At Good Reps Physical Therapy, we work with many different types of athletes. We see runners of every sort; casual, short distance, long distance and even ultra marathoners. Every so often, we have runners with stress fractures looking to return to running. A stress fracture is when tiny cracks form in the bone (usually in the lower leg or foot) due to repetitive trauma, most commonly seen in participants with sports that require a lot of running. This is an injury that requires immediate medical attention because the affected leg must be offloaded to prevent further damage and allow the bone to heal (usually it takes at least 6 weeks for initial healing to occur depending on severity). Stress fractures usually occur in runners due to a training load error, whether there was a sudden increase in mileage or intensity. Below are signs and symptoms to look out for a stress fracture:

  • Pinpoint tenderness in the local region

  • Pain with hopping on one leg

Further examination by a medical professional is a must if you suspect that you have a stress fracture. An MRI can help to detect and confirm a stress fracture early on so that the appropriate steps can be taken to facilitate healing and subsequent rehab.

If the goal is to return to running, a comprehensive rehab program led by a licensed Physical Therapist is crucial for a safe return. The greatest predictor for a future stress fracture is a previous stress fracture that has not healed properly. 

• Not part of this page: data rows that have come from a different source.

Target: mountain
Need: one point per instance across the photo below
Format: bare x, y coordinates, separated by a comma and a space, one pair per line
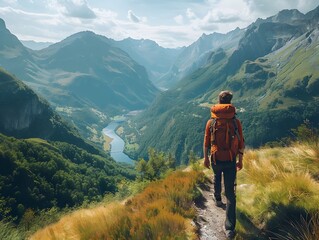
93, 70
24, 114
156, 59
197, 54
37, 176
36, 45
273, 74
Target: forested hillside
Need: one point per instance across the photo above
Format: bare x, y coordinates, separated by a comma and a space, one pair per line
274, 77
36, 174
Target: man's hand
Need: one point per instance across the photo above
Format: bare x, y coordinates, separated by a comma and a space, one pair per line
206, 162
239, 164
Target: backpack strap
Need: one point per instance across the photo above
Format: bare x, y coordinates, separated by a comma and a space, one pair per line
212, 137
236, 128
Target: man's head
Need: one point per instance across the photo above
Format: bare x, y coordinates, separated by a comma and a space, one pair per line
225, 97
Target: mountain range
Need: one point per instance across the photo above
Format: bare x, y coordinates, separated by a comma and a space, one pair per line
273, 73
271, 67
84, 77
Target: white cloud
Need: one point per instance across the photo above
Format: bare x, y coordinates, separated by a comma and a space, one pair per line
190, 14
132, 17
54, 20
73, 8
179, 19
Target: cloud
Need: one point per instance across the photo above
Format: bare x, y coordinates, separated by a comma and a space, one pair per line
179, 19
132, 17
73, 8
190, 14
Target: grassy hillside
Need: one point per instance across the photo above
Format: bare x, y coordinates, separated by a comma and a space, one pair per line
164, 210
277, 196
280, 186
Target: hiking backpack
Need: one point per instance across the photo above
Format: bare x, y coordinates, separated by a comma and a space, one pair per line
225, 139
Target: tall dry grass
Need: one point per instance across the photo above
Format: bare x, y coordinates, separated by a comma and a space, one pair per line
278, 187
162, 211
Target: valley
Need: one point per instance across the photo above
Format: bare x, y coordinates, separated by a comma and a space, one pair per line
90, 126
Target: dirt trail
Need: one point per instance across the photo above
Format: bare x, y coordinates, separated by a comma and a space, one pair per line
210, 218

Rehab for Stress Fractures

Once you’ve been diagnosed with a stress fracture, rehab can help to safely return you to running. Recovery and rehab time varies depending on the severity of the stress fracture and individual differences. The following is a general guideline for stress fracture return to sport rehab:

Offloading Phase 

During the first couple weeks after your stress fracture, you will be instructed to reduce the amount of weight you put on the affected side throughout day to day activities by using crutches or a boot. This will allow initial bone healing to occur without disruption. Rehab will focus on minimizing mobility and strength loss. This generally will encompass weeks 1-4.

Loading Phase

During the loading phase, Wolff’s Law is the overarching theme which dictates that bones will adapt based on the stresses placed on them. When adequate healing has occurred, you will be instructed to place more weight on the affected side and wean off of the crutches/boot. At this point, rehab will focus on building strength and capacity of the lower extremities and core. A walking program is usually recommended as well. This usually takes 2-4 weeks.

Plyometrics/Return to Running

In this phase, plyometrics will be introduced to gradually expose the bone to greater impact. This can take many forms, but generally starts with landing drills. The ability to land and tolerate impact forces is similar to making sure the brakes of a car work before accelerating. When certain criteria have been met as determined by your physical therapist, a walk/run program will be initiated to facilitate a return to continuous running. This takes us to a total of at least 8-12 weeks to return to continuous running from initial onset of injury, keeping in mind that timeline for recovery can vary from person to person.